"Es ist unklar, wer die Zukunft der Bruderschaft gestalten darf“

Ägypter demonstrieren gegen den Muslimbruder Mohammed Mursi.
Ägypter demonstrieren gegen Mohamed Mursi von den Muslimbrüdern, der von 2012 bis 2013 der erste frei gewählte Präsident des Landes war. (Foto: Getty Images)

Seit dem Militärputsch in Ägypten vor zehn Jahren geht die Regierung unter Abdel Fattah al-Sisi mit aller Härte gegen die Muslimbruderschaft im Land vor. Wie hat sich die Organisation seit 2013 entwickelt? Fragen an den Autor und Wissenschaftler Abdelrahman Ayyash

Interview von Hannah El-Hitami

Herr Ayyash: In Ihrem Buch über die existentielle Krise der Muslimbruderschaft schreiben Sie: "Kein Mitglied würde die Bruderschaft als bloße politische Partei, soziale Bewegung oder religiöse Sekte bezeichnen.

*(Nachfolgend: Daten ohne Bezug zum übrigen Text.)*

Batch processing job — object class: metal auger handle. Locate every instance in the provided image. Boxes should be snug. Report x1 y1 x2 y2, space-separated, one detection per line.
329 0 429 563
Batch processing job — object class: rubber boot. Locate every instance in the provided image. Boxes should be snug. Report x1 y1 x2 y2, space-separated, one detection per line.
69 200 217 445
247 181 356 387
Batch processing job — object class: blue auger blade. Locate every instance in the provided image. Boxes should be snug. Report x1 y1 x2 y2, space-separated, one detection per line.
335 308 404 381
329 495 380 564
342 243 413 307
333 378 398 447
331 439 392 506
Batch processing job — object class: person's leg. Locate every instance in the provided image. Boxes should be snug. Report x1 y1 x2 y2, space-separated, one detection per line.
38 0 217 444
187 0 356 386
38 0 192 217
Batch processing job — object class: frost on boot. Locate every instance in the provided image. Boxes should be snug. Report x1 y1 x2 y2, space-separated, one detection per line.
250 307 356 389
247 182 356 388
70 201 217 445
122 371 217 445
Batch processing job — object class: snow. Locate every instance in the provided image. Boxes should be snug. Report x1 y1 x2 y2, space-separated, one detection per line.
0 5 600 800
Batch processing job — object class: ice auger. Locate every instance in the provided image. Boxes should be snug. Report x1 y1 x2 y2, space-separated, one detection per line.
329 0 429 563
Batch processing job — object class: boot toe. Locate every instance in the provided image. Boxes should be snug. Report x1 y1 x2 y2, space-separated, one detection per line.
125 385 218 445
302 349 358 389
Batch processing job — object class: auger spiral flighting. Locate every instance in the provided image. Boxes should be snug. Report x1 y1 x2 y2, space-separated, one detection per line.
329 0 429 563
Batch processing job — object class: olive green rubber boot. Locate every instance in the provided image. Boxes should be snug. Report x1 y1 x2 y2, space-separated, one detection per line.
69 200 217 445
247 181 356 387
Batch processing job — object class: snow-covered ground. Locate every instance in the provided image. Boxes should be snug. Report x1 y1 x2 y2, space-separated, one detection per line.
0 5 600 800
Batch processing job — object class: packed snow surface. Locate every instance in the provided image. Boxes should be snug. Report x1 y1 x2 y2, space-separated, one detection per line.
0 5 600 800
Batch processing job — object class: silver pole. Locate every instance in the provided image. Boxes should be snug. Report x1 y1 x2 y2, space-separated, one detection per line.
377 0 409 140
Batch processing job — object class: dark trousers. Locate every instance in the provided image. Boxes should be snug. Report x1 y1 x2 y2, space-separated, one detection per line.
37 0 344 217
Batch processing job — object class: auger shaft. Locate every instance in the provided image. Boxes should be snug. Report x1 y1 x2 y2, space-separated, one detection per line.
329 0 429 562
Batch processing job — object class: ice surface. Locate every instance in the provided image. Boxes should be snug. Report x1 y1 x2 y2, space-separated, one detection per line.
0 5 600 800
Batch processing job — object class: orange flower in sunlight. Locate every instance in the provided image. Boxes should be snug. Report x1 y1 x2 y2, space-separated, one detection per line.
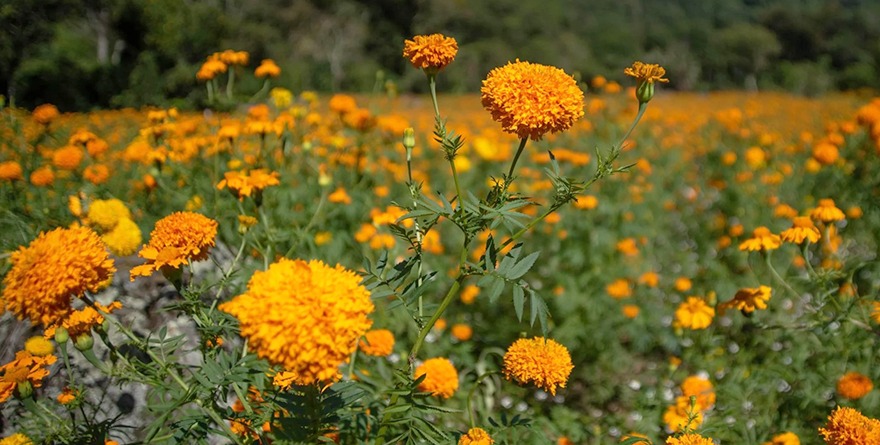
0 226 116 326
480 60 584 141
131 212 217 281
403 34 458 73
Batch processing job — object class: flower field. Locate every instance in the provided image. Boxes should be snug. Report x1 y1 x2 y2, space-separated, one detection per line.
0 36 880 445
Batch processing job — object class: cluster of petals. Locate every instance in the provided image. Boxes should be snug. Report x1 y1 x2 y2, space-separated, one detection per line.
502 337 574 395
480 60 584 141
131 212 217 281
0 226 116 326
220 258 373 385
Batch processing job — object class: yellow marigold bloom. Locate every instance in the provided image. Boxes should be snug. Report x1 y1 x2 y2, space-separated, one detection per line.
674 297 715 330
762 431 801 445
458 428 495 445
681 375 715 411
414 357 458 399
360 329 394 357
31 104 59 125
44 301 122 341
30 165 55 187
24 335 55 357
327 94 357 114
718 286 772 314
837 371 874 400
623 62 669 103
0 351 58 403
0 161 23 181
739 226 782 252
480 60 584 141
663 396 703 431
605 278 632 300
779 216 821 244
254 59 281 79
0 226 116 326
666 433 715 445
101 218 143 256
88 198 131 232
219 258 373 385
52 145 85 170
819 406 880 445
0 433 34 445
57 386 78 405
131 212 217 281
503 337 574 395
403 34 458 73
810 199 846 223
450 323 474 341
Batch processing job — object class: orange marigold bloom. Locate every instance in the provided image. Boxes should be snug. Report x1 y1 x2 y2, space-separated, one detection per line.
0 351 58 403
674 297 715 330
718 286 772 314
666 433 715 445
52 145 85 170
31 104 59 125
403 34 458 73
458 428 495 445
360 329 394 357
254 59 281 78
131 212 217 281
0 161 23 181
819 406 880 445
762 431 801 445
503 337 574 395
415 357 458 399
219 258 373 385
739 226 782 252
837 371 874 400
779 216 821 244
810 199 846 223
480 59 584 141
31 165 55 187
0 226 116 326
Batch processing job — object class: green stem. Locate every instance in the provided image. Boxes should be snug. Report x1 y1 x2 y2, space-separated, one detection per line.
505 138 529 180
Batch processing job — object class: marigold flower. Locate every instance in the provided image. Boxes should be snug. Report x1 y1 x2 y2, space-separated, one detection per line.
458 428 495 445
663 396 703 431
403 34 458 73
0 351 58 403
739 226 782 252
810 199 846 223
674 297 715 330
24 335 55 357
414 357 458 399
131 212 217 281
503 337 574 395
666 433 715 445
101 218 143 256
360 329 394 357
718 286 772 314
480 59 584 141
837 371 874 400
819 406 880 445
31 104 59 125
0 161 23 181
30 165 55 187
254 59 281 79
762 431 801 445
779 216 821 244
219 258 373 385
0 433 34 445
0 226 116 326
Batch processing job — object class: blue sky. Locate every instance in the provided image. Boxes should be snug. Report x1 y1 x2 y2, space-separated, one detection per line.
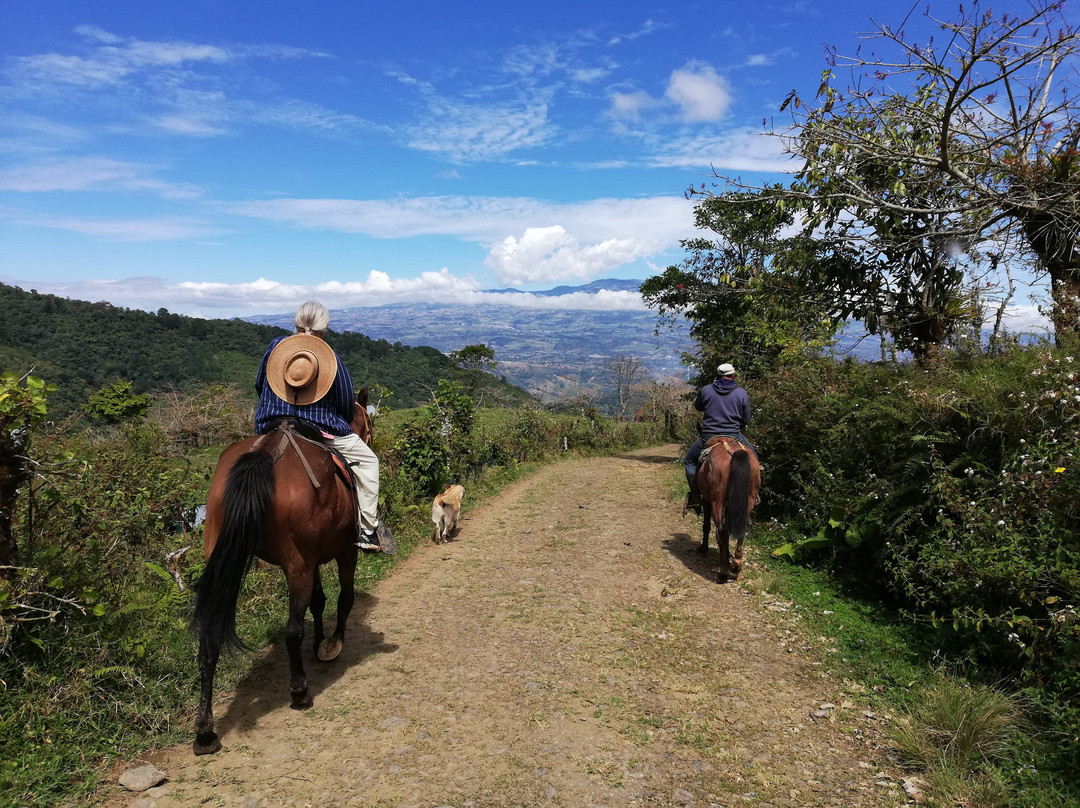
0 0 1058 326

Sie ist nichts von alledem. Sie ist alles davon." Können Sie genauer erklären, wie diese verschiedenen Aspekte zusammengehen? 

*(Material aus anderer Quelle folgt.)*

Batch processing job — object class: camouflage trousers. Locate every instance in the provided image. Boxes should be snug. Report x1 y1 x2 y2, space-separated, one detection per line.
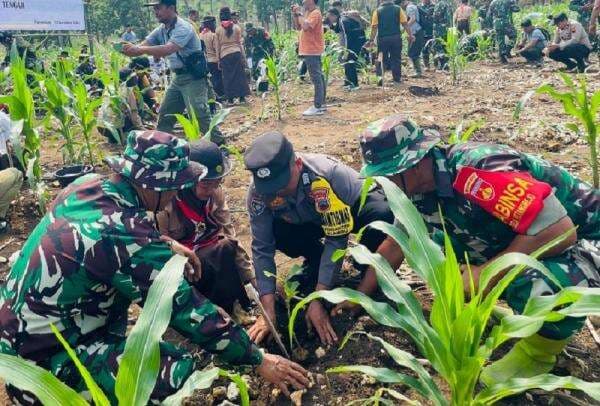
494 23 517 59
504 240 600 340
6 335 196 405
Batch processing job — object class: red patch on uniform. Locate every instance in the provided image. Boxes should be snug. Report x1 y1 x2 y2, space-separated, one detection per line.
453 167 552 234
312 188 331 212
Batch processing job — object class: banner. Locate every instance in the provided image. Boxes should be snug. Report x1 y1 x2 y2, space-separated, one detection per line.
0 0 85 31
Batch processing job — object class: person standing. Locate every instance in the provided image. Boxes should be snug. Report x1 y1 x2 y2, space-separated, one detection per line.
200 16 225 99
419 0 435 69
121 25 138 44
215 7 250 104
327 8 367 90
292 0 327 117
546 13 592 73
517 19 547 66
433 0 452 70
488 0 520 63
453 0 473 35
123 0 220 136
368 0 413 84
401 0 424 78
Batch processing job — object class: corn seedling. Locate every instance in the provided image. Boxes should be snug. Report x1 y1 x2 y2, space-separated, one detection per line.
438 27 467 85
265 55 283 120
537 73 600 188
71 79 102 166
288 177 600 406
0 256 250 406
40 74 77 164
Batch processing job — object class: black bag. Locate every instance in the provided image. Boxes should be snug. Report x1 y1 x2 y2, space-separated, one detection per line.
177 49 208 79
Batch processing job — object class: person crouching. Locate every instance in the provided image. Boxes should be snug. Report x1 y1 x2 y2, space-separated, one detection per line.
158 140 256 313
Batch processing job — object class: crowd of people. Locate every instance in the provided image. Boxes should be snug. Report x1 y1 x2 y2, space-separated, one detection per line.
0 0 600 404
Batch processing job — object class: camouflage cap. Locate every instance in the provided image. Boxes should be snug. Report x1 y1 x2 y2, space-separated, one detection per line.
359 114 440 176
106 130 207 192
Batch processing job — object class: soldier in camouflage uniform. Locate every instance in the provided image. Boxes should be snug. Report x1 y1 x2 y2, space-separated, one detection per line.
360 115 600 384
433 0 453 69
0 131 305 404
487 0 519 63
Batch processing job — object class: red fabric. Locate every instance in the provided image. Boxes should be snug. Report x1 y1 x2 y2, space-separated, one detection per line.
175 199 219 251
453 167 552 234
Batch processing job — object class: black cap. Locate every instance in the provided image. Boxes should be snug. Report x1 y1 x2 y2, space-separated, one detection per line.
144 0 177 7
244 131 294 195
190 140 231 179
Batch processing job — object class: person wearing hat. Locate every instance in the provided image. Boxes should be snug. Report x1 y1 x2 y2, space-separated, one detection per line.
359 115 600 385
245 23 275 79
158 140 256 313
123 0 220 141
200 16 225 100
546 13 593 73
0 131 307 405
244 131 393 344
517 18 546 66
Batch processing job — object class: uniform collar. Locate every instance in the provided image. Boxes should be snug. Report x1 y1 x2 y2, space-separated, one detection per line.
432 147 454 198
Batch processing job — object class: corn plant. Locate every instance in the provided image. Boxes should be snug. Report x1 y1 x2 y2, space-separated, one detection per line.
438 27 467 85
71 78 102 166
288 178 600 406
0 256 250 406
265 55 283 120
537 73 600 188
40 74 77 163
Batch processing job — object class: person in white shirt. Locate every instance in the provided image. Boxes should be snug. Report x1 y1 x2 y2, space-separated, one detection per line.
546 13 592 73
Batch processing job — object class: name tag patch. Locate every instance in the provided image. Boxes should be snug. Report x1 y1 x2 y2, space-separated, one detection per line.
453 167 552 234
311 178 354 237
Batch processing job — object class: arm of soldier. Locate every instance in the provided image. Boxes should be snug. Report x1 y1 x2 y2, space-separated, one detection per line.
463 194 577 291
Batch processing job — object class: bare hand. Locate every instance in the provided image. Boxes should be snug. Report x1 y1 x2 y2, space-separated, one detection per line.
160 235 202 283
331 300 362 317
248 315 274 345
306 300 338 345
123 43 142 56
256 354 310 397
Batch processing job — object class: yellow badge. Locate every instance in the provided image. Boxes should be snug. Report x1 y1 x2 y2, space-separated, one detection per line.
311 178 354 237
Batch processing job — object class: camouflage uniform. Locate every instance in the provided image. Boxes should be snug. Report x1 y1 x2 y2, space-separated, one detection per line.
433 0 452 69
487 0 519 62
361 116 600 340
0 131 262 404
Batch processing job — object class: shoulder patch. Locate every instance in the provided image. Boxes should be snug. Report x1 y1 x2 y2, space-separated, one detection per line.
250 195 267 217
310 178 354 237
452 166 552 234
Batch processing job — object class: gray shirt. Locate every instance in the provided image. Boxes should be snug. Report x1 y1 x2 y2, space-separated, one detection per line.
247 153 363 295
406 3 421 35
146 17 202 69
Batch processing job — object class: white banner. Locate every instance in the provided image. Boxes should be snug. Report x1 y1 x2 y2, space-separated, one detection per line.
0 0 85 31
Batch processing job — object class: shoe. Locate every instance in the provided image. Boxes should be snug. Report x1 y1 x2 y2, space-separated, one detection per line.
302 106 325 117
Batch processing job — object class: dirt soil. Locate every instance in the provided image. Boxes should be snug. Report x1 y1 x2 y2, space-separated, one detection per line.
0 58 600 405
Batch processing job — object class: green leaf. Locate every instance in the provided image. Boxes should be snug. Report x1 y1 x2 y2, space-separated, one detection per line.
162 367 220 406
50 324 110 406
0 354 88 406
475 374 600 404
115 255 187 406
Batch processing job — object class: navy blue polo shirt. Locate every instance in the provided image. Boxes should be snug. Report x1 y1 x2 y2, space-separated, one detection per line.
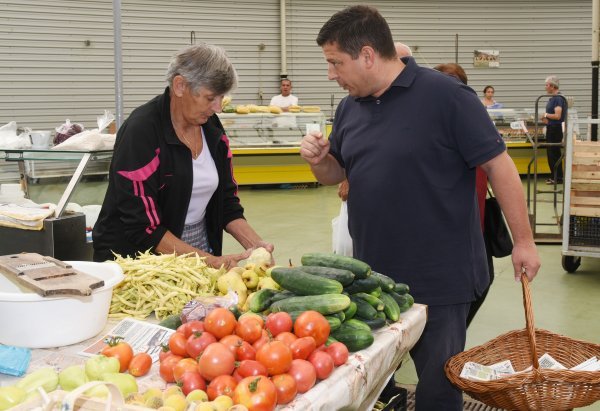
330 58 506 305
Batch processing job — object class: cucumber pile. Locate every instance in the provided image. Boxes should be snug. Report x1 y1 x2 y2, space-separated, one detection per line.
248 253 414 351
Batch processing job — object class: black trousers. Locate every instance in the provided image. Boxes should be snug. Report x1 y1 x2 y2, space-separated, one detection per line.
410 303 471 411
546 124 563 183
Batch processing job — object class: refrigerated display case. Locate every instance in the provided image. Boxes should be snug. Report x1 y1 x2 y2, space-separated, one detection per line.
488 108 550 174
219 112 326 185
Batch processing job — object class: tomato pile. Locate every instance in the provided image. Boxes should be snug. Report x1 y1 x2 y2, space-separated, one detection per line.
159 308 348 411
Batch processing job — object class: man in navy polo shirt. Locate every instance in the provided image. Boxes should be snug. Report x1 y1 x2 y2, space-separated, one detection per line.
300 6 540 410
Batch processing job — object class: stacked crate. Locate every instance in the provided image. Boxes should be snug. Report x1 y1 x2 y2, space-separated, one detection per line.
569 140 600 247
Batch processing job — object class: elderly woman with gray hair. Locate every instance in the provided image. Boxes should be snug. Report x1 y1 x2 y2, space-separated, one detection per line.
93 44 273 268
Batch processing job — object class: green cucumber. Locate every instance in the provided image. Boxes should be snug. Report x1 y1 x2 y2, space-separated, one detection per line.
271 290 296 304
352 293 385 311
369 285 383 298
380 292 400 322
325 315 342 332
342 318 371 331
365 317 386 330
350 296 377 320
271 294 352 315
388 292 415 313
228 304 242 320
271 267 344 295
332 327 375 352
343 301 356 321
394 283 410 295
248 288 279 313
344 277 379 294
371 271 396 291
300 253 371 278
298 265 355 286
330 314 352 322
158 314 182 330
325 335 339 347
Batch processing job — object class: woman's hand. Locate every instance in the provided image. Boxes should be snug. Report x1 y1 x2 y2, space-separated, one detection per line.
206 250 251 270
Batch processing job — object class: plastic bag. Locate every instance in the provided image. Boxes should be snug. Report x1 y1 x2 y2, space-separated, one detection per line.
53 119 84 145
0 121 31 150
331 201 352 257
181 290 238 324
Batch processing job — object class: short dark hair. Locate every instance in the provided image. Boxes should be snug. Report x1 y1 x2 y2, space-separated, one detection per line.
317 5 397 60
434 63 468 84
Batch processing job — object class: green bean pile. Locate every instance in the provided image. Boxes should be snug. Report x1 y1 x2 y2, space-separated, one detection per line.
109 251 224 320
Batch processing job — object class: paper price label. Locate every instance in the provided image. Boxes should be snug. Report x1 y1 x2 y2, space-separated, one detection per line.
306 123 321 134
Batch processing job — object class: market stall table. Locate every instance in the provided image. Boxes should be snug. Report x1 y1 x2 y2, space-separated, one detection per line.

Abdelrahman Ayyash: Wer der Muslimbruderschaft (MB) beitritt, sieht darin mehr als nur eine politische Partei. Sie sehen eine ganze Gemeinschaft, eine Gesellschaft; Menschen, die ihnen bei der Job- oder Partnersuche helfen und die nach ihrem Tod zu ihrer Beerdigung kommen. Ich bin selbst in einer MB-Familie aufgewachsen. 

Mitglieder der Bruderschaft waren von klein auf Teil meines Lebens: im Kindergarten, in der Grundschule, an der Universität, bei den Ärzten, zu denen ich ging. Nachdem ich Anfang 2011 aus der MB ausgetreten war, hatte ich monatelang Zahnschmerzen, weil ich keine Zahnärzte kannte, die nicht MB-Mitglieder waren. 

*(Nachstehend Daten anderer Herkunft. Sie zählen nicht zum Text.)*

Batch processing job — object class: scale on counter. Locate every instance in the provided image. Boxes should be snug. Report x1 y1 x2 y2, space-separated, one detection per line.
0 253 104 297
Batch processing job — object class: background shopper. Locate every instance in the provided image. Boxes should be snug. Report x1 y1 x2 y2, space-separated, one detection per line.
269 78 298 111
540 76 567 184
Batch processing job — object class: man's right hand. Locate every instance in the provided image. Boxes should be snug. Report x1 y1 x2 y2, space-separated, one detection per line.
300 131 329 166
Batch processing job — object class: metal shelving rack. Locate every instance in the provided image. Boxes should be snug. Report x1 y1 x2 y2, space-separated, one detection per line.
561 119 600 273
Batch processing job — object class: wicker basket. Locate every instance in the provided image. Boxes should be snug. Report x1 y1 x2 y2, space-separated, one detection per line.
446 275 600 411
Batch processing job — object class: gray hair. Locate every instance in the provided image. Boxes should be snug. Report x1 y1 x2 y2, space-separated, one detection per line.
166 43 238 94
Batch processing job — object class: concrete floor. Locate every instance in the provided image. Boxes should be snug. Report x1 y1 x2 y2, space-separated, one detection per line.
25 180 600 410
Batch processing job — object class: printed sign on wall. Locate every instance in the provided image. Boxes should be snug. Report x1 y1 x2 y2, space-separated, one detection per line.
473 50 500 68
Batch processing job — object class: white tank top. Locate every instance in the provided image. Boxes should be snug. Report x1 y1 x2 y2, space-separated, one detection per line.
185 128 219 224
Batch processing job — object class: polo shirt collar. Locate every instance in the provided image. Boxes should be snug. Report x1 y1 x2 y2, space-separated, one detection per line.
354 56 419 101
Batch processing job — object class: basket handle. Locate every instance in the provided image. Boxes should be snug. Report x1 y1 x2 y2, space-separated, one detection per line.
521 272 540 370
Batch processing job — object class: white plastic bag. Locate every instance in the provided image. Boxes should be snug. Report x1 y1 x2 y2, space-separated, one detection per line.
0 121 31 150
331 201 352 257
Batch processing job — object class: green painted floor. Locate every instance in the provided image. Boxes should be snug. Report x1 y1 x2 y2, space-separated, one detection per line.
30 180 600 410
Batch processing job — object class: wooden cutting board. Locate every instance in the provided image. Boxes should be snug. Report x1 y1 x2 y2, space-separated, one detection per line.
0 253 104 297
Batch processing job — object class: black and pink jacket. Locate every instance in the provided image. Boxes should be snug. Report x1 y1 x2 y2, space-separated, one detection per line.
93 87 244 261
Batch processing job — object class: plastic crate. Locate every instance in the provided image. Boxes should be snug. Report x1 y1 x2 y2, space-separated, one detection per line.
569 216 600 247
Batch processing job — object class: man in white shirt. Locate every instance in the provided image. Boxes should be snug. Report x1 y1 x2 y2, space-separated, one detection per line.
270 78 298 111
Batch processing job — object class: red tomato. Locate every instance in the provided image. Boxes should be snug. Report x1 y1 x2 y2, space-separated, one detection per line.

Aber einen politischen Aspekt gibt es schon auch, oder? 

Ayyash: Für die meisten Mitglieder ist die MB nicht politisch. Viele von ihnen kritisieren sogar, dass die MB viel politischer geworden ist, als sie es wollte. So wie die MB gegründet wurde und wie die meisten sie sehen, ist sie eine religiöse Bewegung und eine Gemeinschaft. Mehr noch: Sie sehen sich selbst als ein eigenständiges, exklusives Volk. Ich denke, das passende Äquivalent zur MB wäre eine Kirchengemeinde. Sie umfasst viele Aspekte des Lebens, nicht nur politische.  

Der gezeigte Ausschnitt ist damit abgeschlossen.